Intricacies of installation art and what makes it appealing…

What really makes for an unconventional piece of art? How can an installation appeal to the viewers?

The answer can be found in Subodh Gupta’s art practice that has managed to restructure Indian constructivist tendencies with success into the most sensuous and flamboyant theatricality of his installation pieces. They recreate themselves in our minds as a reverie. According to the artist, a work ought to leap forward, and say something strong enough to evoke a response in the viewer. He has stated:
“Installation must be understood without an artist’s explanation. It has to be simple in intent. Art should be like a ‘stream of translation’ in which an artist could monumentalize the emblem of global exchange.”
In art many permutations and gradations of space exist today. Space can be pictorial, fictive, real, mystical, geographical, social, male, mental female, architectural, whole, fragmented, distorted and compressed.
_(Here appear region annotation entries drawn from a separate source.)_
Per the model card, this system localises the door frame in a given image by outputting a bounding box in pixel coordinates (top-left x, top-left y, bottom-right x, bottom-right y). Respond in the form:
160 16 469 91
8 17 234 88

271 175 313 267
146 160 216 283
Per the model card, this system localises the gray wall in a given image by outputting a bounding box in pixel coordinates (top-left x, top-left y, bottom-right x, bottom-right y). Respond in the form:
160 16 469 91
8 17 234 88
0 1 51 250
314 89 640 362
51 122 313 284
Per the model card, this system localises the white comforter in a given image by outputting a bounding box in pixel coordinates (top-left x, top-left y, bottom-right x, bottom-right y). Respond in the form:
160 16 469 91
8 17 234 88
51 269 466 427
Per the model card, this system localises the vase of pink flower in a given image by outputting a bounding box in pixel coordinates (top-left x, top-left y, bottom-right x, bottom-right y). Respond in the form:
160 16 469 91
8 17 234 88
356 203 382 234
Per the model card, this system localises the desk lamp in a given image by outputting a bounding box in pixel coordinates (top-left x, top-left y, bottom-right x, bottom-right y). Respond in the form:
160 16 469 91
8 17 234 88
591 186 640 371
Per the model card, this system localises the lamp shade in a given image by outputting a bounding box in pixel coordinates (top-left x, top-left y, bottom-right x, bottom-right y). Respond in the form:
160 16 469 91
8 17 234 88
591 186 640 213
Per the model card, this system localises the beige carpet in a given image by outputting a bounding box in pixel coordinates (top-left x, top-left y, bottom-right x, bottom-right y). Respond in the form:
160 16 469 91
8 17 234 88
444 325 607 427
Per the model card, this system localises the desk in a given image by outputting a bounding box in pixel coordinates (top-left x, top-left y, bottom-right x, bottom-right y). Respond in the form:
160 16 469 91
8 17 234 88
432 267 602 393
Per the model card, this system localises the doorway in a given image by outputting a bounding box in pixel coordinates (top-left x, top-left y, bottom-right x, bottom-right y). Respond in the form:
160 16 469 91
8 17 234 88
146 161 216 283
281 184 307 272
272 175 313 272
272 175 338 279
Uma Nair in her ET essay points out that space could be socially charged and liberating - a prototype for anything. The works’ shared concept of art as social space should remain fresh. An installation, which causes spontaneous response, will work best. The art critic explains:
“Design and architecture are a vital part of the language of art. There is a complete embracing of the principle of pleasure, which is perhaps the most important legacy of popular culture. References to past alternative cultures are frequent, fragmented, sometimes subverted but rarely nostalgic.”
To influence the viewers and to be successful, an installation needs not only to evoke a response of amazement, but also kindle theatrical resonance. To it, intricacy of thought is more vital than just engraving or a host full of lights. If recycled material is an ingenuous idea, the end product must have a touch of newness, an unpredictable identity not seen before. Installations testify that art’s spaces have begun redefining themselves.